The officer searched the pair of shorts that had been removed, and found seven, 12 gauge, live shotgun rounds. Congdon stated to police that he collects shotgun shells, some live ammunition and some spent shell casings. When asked if there was a shotgun in the vehicle, Congdon replied there was not. He was then placed in the back of the patrol vehicle.
As the officer approached the van, he noticed the woman was now seated in the passenger seat. It seemed suspicious, due to her being on the drivers side pumping gas while the other two men were on the passenger side and a third male was discovered in the backseat. The female reported to authorities that she was the driver of the van, and been given permission from the owner to borrow the vehicle to give one of the men a ride. When the officer asked if he could search the van, she stated that she did not know what was in the vehicle and did not want to be responsible for anything located inside. She was asked several times if there was a gun in the van but she seemed to have delayed responses and then stated that she would need to speak with the owner. For the officer’s safety, the occupants of the van were removed. The owner of the van was contacted and arrived on the scene, and gave permission for authorities to search the vehicle.
Located beneath the passenger seat was a small compartment, and located inside, the officer recovered an altered shotgun that appeared to be a 12 gauge, but the barrel was cut down to the body of the under side of the wooden grip also referred to as a “sawed off shotgun”. The woman denied knowledge of the shotgun and stated that she knows that Congdon is a convicted felon and that his gun rights are revoked and that he cannot possess ammunition. She reported that she did not know who the gun belonged to, but when asked where Congdon was sitting in the vehicle, she reported he was sitting in the front passenger seat, where the gun was located.
After the gun was secured, Congdon at first denied knowledge of the shotgun, but then recanted his statement, and stated that he did know about the shotgun located in the vehicle. He reported the shotgun belonged to another male who brought it by Congdon’s residence a few days prior in the early morning and stated that his fingerprints would be on it because he handled it.
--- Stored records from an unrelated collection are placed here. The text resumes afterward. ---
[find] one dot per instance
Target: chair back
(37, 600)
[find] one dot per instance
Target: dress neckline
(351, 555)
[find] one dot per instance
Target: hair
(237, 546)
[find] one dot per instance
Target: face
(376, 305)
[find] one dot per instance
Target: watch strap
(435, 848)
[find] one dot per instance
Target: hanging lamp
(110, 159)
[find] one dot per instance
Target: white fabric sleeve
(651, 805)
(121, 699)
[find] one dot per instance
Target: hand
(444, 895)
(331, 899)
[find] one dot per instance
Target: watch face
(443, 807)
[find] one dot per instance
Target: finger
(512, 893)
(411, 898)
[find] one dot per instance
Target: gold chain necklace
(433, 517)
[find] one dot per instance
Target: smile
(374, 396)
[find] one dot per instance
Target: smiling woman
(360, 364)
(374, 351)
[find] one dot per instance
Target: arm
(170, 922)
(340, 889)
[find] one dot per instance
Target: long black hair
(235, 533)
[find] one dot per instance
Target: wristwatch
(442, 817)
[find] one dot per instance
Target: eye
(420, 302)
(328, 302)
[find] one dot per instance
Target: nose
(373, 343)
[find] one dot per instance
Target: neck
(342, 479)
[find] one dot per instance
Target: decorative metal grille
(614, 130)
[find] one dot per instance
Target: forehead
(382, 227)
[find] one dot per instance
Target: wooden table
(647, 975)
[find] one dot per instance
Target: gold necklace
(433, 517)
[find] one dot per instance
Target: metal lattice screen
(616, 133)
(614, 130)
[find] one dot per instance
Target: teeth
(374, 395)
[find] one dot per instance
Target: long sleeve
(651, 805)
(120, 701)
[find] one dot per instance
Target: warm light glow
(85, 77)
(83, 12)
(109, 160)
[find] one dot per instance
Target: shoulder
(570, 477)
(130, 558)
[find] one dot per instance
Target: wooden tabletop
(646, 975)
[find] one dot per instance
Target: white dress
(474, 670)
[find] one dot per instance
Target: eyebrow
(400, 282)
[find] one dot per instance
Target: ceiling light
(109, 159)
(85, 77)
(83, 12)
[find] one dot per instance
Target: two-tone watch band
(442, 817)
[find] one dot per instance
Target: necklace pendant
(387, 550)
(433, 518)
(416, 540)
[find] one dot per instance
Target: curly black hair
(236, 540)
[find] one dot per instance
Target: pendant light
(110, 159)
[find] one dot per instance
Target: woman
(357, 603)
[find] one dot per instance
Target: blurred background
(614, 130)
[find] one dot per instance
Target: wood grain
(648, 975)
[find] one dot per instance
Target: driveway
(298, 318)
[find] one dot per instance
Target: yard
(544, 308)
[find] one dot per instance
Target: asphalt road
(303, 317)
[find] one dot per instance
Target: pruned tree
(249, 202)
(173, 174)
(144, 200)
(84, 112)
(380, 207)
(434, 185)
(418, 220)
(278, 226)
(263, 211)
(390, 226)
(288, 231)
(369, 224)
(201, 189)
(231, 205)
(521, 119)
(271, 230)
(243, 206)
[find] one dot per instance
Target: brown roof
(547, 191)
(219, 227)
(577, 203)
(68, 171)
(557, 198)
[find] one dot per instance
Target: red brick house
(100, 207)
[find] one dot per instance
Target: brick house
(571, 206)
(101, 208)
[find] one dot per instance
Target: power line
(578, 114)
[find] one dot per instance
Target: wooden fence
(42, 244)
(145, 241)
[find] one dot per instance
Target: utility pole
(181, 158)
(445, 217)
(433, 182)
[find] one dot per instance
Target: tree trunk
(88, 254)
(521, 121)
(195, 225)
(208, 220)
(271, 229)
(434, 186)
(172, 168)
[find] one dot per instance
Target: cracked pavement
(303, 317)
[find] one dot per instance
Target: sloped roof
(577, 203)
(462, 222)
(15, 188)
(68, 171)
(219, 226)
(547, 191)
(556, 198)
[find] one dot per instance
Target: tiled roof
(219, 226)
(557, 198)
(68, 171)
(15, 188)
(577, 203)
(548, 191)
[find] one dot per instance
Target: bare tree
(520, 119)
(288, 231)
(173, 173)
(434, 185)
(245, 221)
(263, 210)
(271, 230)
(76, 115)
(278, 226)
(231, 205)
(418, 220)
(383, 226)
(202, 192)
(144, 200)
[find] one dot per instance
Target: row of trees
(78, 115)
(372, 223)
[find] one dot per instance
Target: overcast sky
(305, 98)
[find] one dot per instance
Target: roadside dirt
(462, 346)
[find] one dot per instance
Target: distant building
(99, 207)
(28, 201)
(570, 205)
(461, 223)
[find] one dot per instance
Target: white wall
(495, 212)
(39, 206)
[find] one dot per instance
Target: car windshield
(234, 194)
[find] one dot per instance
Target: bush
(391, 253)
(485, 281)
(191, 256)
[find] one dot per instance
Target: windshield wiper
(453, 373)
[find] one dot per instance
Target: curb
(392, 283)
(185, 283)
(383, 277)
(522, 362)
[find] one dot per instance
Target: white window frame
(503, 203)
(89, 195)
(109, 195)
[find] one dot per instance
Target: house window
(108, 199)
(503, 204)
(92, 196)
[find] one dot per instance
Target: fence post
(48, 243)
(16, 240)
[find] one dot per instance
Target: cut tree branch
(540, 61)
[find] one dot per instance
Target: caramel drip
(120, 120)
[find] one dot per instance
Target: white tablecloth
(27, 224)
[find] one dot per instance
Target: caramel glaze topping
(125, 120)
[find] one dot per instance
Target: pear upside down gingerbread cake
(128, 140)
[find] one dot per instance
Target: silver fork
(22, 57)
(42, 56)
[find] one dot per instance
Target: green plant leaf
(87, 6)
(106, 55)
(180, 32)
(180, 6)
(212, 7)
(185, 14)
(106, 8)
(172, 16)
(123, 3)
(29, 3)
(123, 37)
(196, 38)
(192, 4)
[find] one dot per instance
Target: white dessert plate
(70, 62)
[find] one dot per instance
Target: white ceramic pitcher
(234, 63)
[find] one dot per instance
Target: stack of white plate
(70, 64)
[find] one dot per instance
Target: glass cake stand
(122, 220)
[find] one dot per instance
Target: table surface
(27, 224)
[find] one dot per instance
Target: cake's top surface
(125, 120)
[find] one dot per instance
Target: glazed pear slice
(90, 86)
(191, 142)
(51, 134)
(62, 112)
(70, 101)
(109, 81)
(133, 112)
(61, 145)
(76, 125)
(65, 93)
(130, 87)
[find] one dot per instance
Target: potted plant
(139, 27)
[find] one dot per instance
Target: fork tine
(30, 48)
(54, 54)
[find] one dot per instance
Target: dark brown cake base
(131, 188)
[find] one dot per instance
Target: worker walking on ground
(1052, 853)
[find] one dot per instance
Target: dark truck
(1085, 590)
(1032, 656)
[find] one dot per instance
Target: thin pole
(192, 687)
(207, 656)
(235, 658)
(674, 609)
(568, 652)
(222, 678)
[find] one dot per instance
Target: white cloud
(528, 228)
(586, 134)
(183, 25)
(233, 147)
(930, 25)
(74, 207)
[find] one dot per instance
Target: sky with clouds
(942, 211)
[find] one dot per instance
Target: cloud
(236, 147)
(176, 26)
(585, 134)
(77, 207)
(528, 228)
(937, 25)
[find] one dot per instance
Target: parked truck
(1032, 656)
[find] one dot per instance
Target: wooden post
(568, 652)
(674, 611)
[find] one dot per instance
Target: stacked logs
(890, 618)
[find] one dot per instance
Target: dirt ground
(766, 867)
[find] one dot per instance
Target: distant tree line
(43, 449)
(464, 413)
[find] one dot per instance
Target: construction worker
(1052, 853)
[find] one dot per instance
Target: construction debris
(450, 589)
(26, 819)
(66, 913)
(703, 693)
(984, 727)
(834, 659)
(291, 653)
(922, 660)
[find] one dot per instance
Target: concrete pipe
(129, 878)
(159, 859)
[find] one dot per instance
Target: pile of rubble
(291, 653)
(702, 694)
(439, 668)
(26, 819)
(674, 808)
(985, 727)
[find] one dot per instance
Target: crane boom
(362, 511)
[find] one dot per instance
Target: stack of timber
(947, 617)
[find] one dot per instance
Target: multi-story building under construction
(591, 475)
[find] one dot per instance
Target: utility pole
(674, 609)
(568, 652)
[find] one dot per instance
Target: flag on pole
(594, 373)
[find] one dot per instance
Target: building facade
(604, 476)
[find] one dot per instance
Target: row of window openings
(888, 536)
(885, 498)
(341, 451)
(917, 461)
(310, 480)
When asked, Congdon at first reported that he was seated in the backseat, but then stated he arrived at the store riding in the passenger seat, but was there for only a short time. Congdon reported to authorities that he was released from prison in 2012 and has not had his gun rights restored. Congdon was transported and booked in the Graham Jail for his two active warrants.
The officer further inspected the shotgun at the police station. The gun had several layers of synthetic texture of the barrel, grip, and handle. The legal length of a shotgun barrel cannot be shorter than eighteen inches in length, and the shotgun measured twelve inches in length. The officer was unable to obtain a serial number of the shotgun and may need to be further inspected by the Bureau of Alcohol, Tobacco and Firearms (ATF).